Хочу 3 600 дней здоровья, хочу работать — по-лошадиному. Напрячь спинные мускулы, разгоняя хвостом слепней (лень, усталость, робость), и вести свою борозду до конца, а там пусть жила лопнет!
…Мне не спится. Второй час ночи. Я шарю в себе и там нахожу других. Я всех ношу в себе. Гошку, Наташу, Володьку, жестоких лесных браконьеров и даже убитого лося.
Все, все есть во мне — злость и ревность, изменчивость и твердость. Все.
Что мне делать с собой?
Гнать плохое, растить хорошее. С крупными вещами не спешить: искать варианты, думать, советоваться, пробовать, обшаривать жизнь, расширяя знакомства, добираясь до людей, превосходящих меня во всем, учась у них.
(И. Вас. обещал мне направление в больницу.)
Декабрь, 17-е. Неудачный день. Ходил к Георгию, но в палату к нему меня не пустили, еще плох.
В диспансере пусто, а И. В. выше головы занят одним новеньким (пневмоторакс с обеих сторон). Показывал в комбинате эскизы панно, велели переделать. А в Союзе задержали деньги, и все спрашивают, скоро ли кончу болеть, и глядят подозрительно. В художественный салон требуют охотничьих небольших картин. Много, хоть сто!

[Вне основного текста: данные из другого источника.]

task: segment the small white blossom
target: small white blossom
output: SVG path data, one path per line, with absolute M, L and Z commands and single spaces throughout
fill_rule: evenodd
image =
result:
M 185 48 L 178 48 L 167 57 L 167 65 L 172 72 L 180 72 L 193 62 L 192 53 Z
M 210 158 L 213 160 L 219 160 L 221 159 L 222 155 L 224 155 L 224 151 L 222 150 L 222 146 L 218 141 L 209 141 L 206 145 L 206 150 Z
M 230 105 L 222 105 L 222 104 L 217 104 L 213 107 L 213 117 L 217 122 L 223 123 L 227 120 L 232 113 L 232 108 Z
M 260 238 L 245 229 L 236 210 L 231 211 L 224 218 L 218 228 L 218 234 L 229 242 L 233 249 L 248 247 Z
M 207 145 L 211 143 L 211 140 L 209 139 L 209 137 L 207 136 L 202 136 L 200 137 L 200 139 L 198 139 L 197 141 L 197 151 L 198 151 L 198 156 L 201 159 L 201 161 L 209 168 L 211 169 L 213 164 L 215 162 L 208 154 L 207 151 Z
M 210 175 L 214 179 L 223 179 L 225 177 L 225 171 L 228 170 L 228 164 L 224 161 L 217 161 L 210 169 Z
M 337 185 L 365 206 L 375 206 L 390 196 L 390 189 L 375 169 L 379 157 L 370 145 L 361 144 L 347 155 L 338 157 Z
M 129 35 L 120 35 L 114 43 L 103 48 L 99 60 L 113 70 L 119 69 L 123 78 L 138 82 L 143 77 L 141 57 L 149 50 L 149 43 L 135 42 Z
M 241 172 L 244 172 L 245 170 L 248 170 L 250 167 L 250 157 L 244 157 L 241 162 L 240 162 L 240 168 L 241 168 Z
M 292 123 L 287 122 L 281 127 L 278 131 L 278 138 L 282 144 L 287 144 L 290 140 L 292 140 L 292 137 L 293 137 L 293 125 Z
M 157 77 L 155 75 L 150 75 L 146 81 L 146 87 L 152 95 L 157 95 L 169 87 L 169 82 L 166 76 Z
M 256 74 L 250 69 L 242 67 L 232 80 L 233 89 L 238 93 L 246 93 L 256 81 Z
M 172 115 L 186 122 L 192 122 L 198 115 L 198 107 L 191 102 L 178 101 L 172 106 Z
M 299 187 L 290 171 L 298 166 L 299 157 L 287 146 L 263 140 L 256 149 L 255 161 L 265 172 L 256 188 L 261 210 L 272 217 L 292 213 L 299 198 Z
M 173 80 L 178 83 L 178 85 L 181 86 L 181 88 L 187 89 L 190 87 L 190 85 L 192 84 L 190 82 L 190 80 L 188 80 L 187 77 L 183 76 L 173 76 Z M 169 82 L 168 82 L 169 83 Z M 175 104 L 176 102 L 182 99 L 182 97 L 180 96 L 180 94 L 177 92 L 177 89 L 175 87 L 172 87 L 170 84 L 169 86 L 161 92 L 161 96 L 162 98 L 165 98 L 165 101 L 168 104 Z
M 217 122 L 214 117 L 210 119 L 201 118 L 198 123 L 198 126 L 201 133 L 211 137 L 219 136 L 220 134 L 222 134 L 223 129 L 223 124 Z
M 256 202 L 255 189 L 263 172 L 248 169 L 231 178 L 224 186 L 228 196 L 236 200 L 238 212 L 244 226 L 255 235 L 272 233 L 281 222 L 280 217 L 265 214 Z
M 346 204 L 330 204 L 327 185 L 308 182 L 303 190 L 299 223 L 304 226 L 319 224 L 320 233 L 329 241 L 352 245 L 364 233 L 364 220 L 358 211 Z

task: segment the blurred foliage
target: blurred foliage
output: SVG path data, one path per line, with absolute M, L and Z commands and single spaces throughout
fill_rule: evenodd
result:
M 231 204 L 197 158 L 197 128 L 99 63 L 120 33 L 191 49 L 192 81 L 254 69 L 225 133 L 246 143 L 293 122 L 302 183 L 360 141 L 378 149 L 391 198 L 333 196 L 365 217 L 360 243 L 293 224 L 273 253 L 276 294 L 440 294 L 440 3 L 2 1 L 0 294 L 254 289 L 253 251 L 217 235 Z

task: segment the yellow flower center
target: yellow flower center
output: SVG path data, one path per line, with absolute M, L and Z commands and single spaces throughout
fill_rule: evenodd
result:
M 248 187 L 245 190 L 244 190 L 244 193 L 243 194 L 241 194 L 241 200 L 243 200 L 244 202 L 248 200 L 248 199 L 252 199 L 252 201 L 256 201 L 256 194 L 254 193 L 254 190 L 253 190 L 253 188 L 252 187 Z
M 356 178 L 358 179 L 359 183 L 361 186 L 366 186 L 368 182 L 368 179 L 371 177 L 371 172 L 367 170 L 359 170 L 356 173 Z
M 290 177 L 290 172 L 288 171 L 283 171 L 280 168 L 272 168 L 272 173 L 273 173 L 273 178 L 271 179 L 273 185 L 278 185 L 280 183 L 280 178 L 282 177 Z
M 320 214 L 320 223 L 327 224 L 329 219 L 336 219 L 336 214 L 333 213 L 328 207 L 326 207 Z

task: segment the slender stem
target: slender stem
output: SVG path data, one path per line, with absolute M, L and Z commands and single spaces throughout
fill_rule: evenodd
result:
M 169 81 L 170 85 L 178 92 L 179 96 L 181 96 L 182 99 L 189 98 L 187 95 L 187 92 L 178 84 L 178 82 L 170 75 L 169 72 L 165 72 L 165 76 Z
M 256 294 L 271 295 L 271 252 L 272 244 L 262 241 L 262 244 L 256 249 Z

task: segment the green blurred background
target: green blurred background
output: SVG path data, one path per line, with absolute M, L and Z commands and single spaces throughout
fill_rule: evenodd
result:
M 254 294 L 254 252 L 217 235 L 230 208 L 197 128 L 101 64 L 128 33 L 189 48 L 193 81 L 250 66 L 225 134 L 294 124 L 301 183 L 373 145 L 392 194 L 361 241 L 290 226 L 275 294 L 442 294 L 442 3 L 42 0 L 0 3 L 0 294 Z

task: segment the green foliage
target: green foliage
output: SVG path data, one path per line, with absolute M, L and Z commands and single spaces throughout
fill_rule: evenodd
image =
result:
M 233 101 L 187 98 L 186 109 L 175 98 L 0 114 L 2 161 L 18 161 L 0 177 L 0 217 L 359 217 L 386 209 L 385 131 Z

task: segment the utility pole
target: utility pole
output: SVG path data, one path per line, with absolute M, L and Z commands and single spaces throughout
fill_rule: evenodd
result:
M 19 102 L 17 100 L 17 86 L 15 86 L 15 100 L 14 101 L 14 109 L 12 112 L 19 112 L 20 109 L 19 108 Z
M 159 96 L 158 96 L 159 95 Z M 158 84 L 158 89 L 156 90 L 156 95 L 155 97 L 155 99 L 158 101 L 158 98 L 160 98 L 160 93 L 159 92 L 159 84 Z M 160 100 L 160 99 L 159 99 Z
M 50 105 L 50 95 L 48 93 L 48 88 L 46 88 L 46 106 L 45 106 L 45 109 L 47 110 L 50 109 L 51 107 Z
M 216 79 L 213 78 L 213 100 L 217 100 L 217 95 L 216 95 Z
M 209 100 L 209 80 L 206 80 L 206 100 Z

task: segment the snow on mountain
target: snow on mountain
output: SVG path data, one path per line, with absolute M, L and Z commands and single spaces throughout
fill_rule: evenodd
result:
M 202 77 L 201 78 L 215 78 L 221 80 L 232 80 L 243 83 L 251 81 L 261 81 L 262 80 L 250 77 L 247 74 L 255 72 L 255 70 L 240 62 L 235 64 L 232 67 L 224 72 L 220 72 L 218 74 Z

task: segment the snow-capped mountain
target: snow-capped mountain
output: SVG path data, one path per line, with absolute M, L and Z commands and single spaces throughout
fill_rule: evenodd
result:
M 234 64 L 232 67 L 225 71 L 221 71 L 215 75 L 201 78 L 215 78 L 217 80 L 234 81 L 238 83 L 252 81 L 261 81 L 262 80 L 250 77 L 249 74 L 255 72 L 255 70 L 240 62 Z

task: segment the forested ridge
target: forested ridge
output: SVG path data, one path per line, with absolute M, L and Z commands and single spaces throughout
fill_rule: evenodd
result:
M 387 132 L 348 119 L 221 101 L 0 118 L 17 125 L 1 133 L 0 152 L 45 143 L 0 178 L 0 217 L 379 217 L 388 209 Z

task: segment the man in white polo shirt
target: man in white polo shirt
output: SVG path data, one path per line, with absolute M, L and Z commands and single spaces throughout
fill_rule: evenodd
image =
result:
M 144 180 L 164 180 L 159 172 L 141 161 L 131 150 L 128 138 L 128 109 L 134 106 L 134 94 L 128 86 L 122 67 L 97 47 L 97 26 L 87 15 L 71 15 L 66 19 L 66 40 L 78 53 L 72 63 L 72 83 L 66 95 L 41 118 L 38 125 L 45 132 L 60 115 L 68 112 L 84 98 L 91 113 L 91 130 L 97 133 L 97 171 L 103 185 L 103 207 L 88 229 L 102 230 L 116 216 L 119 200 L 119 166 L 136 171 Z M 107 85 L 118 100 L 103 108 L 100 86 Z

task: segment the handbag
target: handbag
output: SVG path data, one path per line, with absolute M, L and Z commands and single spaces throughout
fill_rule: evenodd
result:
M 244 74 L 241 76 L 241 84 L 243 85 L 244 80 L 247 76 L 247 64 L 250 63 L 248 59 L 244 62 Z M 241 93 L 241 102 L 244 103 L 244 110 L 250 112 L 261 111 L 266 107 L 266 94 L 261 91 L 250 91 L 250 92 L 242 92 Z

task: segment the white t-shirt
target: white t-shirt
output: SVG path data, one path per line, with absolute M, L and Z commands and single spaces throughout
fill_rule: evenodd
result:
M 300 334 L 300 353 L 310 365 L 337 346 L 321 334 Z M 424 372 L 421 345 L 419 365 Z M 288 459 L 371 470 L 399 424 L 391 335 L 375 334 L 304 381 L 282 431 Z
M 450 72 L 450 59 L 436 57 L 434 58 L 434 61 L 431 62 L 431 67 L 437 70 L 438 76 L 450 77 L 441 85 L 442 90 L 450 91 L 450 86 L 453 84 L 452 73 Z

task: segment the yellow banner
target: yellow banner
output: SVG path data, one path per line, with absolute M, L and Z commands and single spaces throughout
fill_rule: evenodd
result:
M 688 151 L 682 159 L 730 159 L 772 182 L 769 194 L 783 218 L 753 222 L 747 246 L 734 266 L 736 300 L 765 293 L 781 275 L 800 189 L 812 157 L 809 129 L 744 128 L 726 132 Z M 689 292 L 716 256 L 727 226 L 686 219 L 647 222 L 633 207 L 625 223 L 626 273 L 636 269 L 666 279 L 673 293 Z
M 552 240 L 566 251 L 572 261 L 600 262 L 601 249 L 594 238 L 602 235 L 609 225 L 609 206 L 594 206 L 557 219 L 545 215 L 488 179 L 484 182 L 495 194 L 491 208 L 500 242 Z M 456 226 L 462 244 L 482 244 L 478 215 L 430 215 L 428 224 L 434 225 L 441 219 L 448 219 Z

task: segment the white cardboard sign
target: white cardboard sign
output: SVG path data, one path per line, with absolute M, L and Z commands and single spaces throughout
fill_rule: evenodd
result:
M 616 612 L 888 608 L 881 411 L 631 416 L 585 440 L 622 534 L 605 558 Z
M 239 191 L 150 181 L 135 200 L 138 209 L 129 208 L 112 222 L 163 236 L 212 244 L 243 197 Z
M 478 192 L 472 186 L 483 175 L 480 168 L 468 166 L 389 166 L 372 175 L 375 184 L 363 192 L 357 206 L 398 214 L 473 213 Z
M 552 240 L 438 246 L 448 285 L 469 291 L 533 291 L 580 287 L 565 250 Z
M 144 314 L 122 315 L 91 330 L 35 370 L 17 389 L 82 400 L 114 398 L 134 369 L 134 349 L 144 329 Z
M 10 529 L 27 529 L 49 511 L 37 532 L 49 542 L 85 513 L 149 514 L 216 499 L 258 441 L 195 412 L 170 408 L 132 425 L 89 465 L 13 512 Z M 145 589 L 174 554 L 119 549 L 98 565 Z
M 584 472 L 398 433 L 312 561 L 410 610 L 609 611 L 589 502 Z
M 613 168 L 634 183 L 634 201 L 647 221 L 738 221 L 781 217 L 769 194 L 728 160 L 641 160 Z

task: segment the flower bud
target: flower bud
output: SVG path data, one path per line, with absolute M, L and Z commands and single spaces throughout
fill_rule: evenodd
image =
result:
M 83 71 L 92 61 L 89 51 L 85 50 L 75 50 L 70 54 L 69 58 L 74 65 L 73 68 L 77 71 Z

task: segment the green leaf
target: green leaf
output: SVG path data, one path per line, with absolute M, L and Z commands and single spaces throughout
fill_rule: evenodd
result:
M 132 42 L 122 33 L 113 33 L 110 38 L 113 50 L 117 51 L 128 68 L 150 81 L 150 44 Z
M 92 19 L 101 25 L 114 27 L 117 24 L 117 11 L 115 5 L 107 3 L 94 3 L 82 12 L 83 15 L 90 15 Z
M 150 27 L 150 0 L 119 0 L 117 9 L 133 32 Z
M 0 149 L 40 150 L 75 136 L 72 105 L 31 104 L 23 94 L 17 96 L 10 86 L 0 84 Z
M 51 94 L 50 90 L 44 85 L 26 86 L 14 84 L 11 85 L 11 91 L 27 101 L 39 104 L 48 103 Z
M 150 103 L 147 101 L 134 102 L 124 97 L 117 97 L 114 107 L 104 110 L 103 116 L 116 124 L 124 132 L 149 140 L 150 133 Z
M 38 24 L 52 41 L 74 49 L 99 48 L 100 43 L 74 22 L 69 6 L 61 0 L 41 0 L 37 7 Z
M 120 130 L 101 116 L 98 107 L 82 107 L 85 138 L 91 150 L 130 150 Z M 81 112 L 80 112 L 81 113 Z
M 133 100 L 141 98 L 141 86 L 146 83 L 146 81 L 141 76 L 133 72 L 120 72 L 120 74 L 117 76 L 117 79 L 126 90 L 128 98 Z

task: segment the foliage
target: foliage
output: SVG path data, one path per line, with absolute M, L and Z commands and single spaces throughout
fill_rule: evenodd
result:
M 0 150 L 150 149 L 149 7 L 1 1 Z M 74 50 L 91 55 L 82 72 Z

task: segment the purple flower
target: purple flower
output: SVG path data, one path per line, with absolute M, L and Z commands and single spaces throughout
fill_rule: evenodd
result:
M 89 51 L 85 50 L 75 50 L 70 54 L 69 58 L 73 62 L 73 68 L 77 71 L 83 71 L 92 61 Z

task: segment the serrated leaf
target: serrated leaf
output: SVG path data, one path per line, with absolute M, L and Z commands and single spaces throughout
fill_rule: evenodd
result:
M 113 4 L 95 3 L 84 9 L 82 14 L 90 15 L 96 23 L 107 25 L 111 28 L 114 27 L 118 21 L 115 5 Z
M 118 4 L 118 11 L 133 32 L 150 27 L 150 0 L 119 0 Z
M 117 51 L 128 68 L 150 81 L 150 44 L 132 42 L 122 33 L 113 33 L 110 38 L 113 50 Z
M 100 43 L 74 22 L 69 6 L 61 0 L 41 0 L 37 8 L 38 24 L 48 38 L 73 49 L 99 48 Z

Был в магазине, смотрел удочки и ружья. Присмотрел себе громадный рюкзак. Я мог бы влезть в него сам и еще посадить Джека. Смотрел котелки и спальные мешки (ватные).
Выздоровею — поеду в лес.
Декабрь, 20-е. Нет, хочу стать механизмом, выполняющим определенные живописные функции (для жизни я умер с Наташей). И стоит, стоит передо мной убитая Акимычем рысь, и я смотрю-смотрю на радостно-свирепую мордастию, повисшую над моей кроватью.
Сделаю ей черную рамочку.
Глава пятая
1
С движением зимы, с прохождением ее дней Павлу все тяжелее было нести в себе убитую рысь.
Теперь она была не одна, а рассыпалась на множество рысей, во все дни своей жизни.
Была там рысь охотящаяся, была рысь мурлыкающая, была убитая. Она то и дело представлялась Павлу рысиным котенком. На каждом ухе ее торчала черная кисточка, лапы были мягкие и пригодные для игры с братьями и сестрами. Ведь были они у нее!
— Ну, коего черта он убил эту рысь?! — сердился Павел не егеря.
…Вот рысь охотящаяся… Она протянула тело поверх толстой ветки, старой, удобно повисшей над тропой. Она готовит бросок вниз, на съедобного зверя. (Дикая косуля. Ее не жаль — природная необходимость, где нет ни правых, ни виноватых.) Бросок рыси — вспышка, взрыв ее контура.
…Ей-богу, не стоило убивать рысь!
Теперь Павел ждал наездов Акимыча. А он то и дело заскакивал, привозил Джеку берцовую лосиную кость — глодать и развивать челюсти, или корзинку клюквы — тетке.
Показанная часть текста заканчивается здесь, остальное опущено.